Erschwerend kommt hier hinzu, dass sich aus der Gesetzesbegründung jedenfalls nicht unmittelbar ergibt, dass der Gesetzgeber für das Einführungsgesetz zum Gesetz über Ordnungswidrigkeiten abweichend von dieser Praxis eine verminderte Tragweite der Aufhebung von Änderungsbefehlen wünscht. Damit fehlt auch ein deutlicher Anhalt für eine enge Auslegung von Artikel 56.

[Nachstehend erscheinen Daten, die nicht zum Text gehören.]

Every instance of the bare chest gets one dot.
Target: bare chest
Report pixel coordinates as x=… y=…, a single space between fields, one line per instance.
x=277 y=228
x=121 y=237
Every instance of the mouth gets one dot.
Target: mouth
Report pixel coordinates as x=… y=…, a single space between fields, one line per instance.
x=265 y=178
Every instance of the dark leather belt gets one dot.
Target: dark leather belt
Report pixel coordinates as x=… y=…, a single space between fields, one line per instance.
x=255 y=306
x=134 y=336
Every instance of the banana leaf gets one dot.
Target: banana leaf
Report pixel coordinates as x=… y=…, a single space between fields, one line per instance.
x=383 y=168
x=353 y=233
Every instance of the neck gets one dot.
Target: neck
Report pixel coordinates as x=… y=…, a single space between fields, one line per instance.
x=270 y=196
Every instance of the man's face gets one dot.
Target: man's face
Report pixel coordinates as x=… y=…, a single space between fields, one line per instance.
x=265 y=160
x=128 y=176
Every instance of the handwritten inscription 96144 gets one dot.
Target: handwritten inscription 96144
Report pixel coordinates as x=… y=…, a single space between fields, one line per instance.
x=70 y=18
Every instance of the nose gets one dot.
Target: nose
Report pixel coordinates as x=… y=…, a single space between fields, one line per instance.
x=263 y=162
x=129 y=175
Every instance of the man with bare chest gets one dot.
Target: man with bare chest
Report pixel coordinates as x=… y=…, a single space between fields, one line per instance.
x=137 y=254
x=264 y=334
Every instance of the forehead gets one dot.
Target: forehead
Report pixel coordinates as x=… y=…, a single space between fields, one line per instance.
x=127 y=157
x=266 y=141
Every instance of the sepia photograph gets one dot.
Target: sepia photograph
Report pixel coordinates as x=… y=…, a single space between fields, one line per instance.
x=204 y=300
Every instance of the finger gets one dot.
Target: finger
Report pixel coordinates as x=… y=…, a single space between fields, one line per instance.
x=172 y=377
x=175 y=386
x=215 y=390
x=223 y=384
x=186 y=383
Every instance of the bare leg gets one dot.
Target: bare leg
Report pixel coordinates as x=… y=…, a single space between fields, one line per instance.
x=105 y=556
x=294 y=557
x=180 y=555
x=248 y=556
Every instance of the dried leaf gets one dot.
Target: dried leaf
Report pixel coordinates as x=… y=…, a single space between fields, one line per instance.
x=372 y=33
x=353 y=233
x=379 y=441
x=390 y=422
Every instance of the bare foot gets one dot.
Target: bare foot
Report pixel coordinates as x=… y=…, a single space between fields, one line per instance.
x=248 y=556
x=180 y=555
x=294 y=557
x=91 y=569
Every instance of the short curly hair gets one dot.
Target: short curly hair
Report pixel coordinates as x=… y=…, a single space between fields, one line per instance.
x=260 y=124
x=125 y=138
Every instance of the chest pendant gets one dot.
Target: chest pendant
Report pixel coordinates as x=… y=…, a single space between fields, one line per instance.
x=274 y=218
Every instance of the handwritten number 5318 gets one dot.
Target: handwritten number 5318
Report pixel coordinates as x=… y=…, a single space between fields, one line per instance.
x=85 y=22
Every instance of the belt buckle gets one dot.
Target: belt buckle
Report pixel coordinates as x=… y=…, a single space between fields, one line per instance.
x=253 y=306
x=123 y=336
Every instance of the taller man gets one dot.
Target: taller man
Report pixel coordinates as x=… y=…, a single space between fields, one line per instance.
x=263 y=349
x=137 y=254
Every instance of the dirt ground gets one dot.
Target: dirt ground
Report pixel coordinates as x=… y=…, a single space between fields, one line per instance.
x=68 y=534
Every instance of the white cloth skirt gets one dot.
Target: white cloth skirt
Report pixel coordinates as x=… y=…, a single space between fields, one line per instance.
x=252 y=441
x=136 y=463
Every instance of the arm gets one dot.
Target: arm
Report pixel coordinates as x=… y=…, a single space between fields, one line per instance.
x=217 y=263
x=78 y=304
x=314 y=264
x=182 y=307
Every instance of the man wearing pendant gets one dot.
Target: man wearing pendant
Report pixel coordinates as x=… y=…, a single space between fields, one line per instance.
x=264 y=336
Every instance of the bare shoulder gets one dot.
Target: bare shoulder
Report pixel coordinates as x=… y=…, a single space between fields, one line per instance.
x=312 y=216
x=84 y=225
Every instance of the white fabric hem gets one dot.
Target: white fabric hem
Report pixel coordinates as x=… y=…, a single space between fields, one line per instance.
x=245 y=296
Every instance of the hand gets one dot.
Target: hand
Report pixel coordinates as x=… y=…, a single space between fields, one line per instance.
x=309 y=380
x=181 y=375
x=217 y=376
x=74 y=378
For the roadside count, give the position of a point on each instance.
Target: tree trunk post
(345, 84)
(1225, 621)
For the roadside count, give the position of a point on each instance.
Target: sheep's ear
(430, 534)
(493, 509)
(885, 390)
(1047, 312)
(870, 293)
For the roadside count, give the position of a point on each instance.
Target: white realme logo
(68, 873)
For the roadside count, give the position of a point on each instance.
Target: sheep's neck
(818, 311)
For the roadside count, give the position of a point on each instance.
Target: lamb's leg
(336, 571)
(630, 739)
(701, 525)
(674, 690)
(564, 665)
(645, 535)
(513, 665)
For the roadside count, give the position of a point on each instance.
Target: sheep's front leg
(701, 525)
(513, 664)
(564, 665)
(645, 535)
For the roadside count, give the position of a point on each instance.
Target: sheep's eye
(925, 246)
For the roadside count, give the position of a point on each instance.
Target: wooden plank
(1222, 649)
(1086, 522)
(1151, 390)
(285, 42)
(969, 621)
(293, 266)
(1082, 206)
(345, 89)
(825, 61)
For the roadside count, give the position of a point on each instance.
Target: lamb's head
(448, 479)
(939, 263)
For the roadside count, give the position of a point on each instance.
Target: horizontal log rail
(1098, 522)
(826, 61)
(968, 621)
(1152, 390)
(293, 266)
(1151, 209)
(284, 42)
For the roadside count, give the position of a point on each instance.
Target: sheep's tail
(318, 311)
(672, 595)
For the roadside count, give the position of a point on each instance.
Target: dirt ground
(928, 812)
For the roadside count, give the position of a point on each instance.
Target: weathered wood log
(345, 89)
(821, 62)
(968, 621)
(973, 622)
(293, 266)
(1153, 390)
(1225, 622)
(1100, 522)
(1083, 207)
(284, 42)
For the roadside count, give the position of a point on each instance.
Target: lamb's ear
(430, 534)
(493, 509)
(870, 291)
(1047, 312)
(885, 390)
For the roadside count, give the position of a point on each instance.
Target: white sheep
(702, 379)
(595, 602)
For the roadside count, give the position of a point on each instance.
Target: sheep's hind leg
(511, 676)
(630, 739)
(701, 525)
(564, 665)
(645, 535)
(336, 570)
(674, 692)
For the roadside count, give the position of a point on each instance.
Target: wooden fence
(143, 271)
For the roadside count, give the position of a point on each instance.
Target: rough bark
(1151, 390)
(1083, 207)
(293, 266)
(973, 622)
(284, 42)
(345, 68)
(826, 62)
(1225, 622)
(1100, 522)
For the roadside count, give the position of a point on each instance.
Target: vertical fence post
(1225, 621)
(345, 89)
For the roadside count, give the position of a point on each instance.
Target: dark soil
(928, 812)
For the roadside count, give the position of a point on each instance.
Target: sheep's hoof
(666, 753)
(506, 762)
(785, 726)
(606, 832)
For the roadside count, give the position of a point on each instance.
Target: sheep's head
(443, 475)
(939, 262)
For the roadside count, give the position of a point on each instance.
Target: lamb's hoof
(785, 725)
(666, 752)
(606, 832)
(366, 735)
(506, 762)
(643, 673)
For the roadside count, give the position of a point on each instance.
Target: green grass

Vor diesem Hintergrund sollte insbesondere mit Rücksicht auf die Bedeutung der betroffenen Änderungsvorschriften ein unnötiges rechtliches Risiko vermieden und auf die Aufhebung des Einführungsgesetzes zum Gesetz über Ordnungswidrigkeiten zu Gunsten seiner Auflösung verzichtet werden. Jedenfalls sollte die eingeschränkte Regelungsintention in der Gesetzesbegründung klargestellt werden.
6. Zu Artikel 79 Abs. 2 (Inkrafttreten)
Der Bundesrat bittet, im weiteren Verlauf des Gesetzgebungsverfahrens zu prüfen, ob im Gesetz klargestellt werden muss, dass trotz der in Artikel 79 Abs. 2 vorgesehenen "verzögerten" Außerkraftsetzung von Vorschriften die Länder auch aus der Sicht des Bundes nicht gehindert sind, nach dem Inkrafttreten des Gesetzes im Übrigen die entsprechenden Materien wie insbesondere das Hinterlegungsrecht im Wege der Landesgesetzgebung neu zu ordnen.
Begründung
Artikel 17 will ungeachtet der zwischen Bund und Ländern umstrittenen Kompetenzfrage das Hinterlegungsrecht der Disposition der Länder überantworten. Dazu soll die Hinterlegungsordnung mit der Rechtsfolge der Entsperrung (Artikel 72 Abs. 1 GG) aufgehoben werden, wobei zur Vermeidung von Regelungslücken in den Ländern Artikel 17 gemäß Artikel 79 Abs. 2 drei Jahre nach Inkrafttreten der übrigen Vorschriften des Gesetzes in Kraft treten soll. Diese Intention verfolgt Artikel 79 Abs. 2 auch bei anderen von dieser Vorschrift erfassten Materien.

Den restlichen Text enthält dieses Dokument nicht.